Exploring Github’s Public Events with PHP and Google BigQuery

Share this article

If you’ve been following along with my previous articles about Github’s API, you know that Github’s developers are doing their best to ease the pain of interacting with Github data. In this article, we’re going to take a look at the Github public events API and we will build a small demo along the way.

Github Logo

What are Github Public Events?

Github events are interactions made by users, like pushing, merging, creating repositories, etc. It’s like storing the history of Github. However, we are limited to the last 300 events, and that’s a problem if you want to search through the data of the whole history.

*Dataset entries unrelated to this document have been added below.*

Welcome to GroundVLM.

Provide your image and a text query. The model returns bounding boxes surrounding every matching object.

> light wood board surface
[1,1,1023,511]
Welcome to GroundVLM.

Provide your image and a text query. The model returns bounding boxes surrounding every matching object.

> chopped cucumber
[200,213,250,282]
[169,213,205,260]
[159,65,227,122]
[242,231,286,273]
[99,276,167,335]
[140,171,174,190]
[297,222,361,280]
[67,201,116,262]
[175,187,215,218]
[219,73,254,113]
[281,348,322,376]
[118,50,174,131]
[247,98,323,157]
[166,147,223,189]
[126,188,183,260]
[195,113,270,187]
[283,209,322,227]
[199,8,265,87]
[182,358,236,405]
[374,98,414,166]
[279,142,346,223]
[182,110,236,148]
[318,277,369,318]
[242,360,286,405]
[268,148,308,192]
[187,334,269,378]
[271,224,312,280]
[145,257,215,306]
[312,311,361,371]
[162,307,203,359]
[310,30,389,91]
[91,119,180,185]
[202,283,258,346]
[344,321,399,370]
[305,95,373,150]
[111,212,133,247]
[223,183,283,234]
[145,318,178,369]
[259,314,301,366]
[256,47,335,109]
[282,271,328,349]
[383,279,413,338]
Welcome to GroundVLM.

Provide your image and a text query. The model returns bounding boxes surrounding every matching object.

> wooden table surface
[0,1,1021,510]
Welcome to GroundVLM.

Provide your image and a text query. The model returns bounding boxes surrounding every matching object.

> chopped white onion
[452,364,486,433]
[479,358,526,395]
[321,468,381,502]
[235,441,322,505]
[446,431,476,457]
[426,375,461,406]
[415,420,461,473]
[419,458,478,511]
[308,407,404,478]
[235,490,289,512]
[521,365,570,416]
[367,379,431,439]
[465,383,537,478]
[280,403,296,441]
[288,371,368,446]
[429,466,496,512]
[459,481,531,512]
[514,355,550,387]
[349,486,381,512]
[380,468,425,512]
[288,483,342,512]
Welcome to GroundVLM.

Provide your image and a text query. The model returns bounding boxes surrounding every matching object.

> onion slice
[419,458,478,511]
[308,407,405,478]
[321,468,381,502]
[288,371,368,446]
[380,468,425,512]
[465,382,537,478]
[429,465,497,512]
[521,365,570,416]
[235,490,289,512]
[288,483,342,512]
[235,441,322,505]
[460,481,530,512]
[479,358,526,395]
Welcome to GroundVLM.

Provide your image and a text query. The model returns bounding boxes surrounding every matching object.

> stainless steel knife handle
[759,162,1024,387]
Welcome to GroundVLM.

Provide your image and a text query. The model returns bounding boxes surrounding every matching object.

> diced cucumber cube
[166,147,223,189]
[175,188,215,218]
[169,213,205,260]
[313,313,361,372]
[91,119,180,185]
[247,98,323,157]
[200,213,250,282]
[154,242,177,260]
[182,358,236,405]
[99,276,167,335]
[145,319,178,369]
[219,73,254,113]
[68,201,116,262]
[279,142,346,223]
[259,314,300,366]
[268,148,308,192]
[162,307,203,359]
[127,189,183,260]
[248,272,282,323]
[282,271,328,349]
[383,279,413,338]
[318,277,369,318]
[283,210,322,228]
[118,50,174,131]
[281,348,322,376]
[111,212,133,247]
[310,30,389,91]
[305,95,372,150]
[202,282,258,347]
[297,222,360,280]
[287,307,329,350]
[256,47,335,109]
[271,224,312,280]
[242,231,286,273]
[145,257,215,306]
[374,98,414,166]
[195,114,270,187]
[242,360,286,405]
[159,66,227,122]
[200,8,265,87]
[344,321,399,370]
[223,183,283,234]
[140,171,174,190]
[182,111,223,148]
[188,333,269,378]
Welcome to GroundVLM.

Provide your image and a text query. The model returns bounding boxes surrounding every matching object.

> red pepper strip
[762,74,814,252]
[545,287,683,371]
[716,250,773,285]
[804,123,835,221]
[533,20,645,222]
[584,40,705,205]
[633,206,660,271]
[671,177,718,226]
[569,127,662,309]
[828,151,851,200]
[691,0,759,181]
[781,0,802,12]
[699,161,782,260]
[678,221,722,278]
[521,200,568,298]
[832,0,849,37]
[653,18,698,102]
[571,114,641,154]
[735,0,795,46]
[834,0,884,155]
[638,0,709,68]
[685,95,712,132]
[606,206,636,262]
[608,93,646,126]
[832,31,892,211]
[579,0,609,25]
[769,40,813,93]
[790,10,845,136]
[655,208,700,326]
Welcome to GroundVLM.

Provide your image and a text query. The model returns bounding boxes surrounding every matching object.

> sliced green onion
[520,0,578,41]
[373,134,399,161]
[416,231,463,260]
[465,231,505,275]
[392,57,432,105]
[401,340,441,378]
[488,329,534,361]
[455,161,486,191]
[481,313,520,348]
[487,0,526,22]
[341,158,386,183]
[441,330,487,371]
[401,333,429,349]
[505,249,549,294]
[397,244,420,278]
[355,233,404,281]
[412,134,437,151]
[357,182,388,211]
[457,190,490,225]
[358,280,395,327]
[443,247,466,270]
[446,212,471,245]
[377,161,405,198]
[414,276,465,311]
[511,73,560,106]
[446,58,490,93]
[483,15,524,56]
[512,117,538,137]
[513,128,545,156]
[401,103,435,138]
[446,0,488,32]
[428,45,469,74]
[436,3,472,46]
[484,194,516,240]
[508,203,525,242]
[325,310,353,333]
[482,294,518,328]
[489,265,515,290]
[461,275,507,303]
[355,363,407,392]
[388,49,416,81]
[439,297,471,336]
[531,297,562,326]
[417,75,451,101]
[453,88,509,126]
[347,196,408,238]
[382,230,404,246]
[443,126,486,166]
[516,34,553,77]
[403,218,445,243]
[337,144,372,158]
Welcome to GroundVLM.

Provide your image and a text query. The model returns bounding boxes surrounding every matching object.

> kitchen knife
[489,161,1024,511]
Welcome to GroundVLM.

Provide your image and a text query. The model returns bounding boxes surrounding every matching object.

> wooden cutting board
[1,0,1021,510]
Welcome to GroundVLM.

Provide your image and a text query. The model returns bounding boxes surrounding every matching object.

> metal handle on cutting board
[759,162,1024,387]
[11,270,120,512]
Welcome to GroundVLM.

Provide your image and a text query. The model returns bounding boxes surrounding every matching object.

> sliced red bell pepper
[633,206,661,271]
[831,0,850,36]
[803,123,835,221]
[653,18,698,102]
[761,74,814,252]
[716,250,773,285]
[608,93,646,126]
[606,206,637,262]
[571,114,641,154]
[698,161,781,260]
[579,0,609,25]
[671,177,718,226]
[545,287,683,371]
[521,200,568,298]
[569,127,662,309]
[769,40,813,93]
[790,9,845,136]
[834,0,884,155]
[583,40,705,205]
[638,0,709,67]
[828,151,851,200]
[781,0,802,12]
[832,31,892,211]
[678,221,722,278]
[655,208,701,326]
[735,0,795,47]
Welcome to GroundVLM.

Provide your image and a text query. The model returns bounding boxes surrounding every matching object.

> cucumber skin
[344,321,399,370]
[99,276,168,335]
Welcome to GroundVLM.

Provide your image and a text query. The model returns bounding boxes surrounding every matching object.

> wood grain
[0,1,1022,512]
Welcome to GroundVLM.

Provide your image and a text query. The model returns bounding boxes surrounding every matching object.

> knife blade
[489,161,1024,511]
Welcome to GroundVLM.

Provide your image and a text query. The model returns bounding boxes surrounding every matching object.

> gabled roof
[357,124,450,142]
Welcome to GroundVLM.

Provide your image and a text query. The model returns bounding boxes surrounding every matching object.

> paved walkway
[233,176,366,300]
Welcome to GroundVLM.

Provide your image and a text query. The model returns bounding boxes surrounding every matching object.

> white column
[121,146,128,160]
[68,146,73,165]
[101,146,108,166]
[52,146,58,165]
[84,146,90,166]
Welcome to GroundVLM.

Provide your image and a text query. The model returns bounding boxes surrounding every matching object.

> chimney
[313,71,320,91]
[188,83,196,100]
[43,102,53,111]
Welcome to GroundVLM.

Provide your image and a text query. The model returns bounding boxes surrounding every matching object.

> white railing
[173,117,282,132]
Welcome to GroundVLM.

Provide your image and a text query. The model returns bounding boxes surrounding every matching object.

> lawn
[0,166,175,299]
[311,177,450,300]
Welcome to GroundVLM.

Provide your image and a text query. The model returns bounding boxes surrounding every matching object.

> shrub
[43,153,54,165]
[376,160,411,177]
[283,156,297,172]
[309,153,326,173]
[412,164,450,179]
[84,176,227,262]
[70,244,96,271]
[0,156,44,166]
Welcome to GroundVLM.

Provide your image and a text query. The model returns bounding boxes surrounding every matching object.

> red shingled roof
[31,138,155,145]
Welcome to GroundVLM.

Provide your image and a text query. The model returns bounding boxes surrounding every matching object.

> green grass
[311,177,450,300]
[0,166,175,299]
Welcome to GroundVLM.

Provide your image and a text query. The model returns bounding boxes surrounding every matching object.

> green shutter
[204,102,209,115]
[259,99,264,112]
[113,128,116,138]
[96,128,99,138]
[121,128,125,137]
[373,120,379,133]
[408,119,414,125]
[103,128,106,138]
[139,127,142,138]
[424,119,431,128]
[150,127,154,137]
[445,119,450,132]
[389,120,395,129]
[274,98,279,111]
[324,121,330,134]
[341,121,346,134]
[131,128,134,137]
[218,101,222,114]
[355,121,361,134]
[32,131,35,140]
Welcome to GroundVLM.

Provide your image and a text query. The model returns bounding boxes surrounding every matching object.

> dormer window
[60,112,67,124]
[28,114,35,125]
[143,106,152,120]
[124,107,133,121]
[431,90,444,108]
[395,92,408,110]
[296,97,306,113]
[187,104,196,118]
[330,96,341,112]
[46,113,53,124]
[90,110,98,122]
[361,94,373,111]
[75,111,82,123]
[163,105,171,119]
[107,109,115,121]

Ilya Grigorik wanted to keep track of his open source project, but due to the limitation of the Github public events API, he decided to create the GithubArchive website where he queries the Github API and stores the results. You can query the archive with links like http://data.githubarchive.org/2015-01-01-15.json.gz and you’ll get an archive containing the JSON payload. This solution is not really efficient and doesn’t help with querying the history for data, so, when Google BigQuery was released, Grigorik moved all of his data to the new storage and made it public.

Why BigQuery?

Google BigQuery was created to solve the queries latency problem. When you’re dealing with big data, you need to have the right hardware and infrastructure to handle the load properly. Now, you have the opportunity to move your append-only database to Google’s infrastructure and see millions of data rows processed in seconds.
If you’re not familiar with Google APIs, be sure to check this guide about starting a new Google API project. After that, be sure to enable the BigQuery API on your Google developers console.

Setting Up the Environment

I will be using Laravel as my framework of choice, and Homestead Improved for my VM. We will grab our Google credentials from the config/google.php file, and to follow Laravel’s security conventions I will store those credentials inside the .env file.

// config/google.php

return [
    'app_name'      => env('app_name'),
    'client_id'     => env('client_id'),
    'client_secret' => env('client_secret'),
    'api_key'       => env('api_key')
];
// .env

APP_DEBUG=true
app_name='Optional app name'
client_id='CHANGE IT'
client_secret='CHANGE IT'
api_key='CHANGE IT'

I will also create a new Service Provider to hold our Google services bindings.

// app/Providers/BigQueryServiceProvider.php

class BigQueryServiceProvider extends ServiceProvider 
{

	public function register()
	{
        $this->app->bind('GoogleClient', function () {
            $googleClient = new \Google_Client();
            $googleClient->setAccessToken(\Session::get("token"));

            return $googleClient;
        });

        $this->app->bind('bigquery', function () {
            $googleClient = \App::make('GoogleClient');
            $bigquery = new \Google_Service_Bigquery($googleClient);

            return $bigquery;
        });
	}
}
// config/app.php

// ...
'providers' => [
    // ...
    'App\Providers\BigQueryServiceProvider',
]

Since our application will require the user authorization to query the API, I tried to make the process easier by creating a Middleware for guarding our routes.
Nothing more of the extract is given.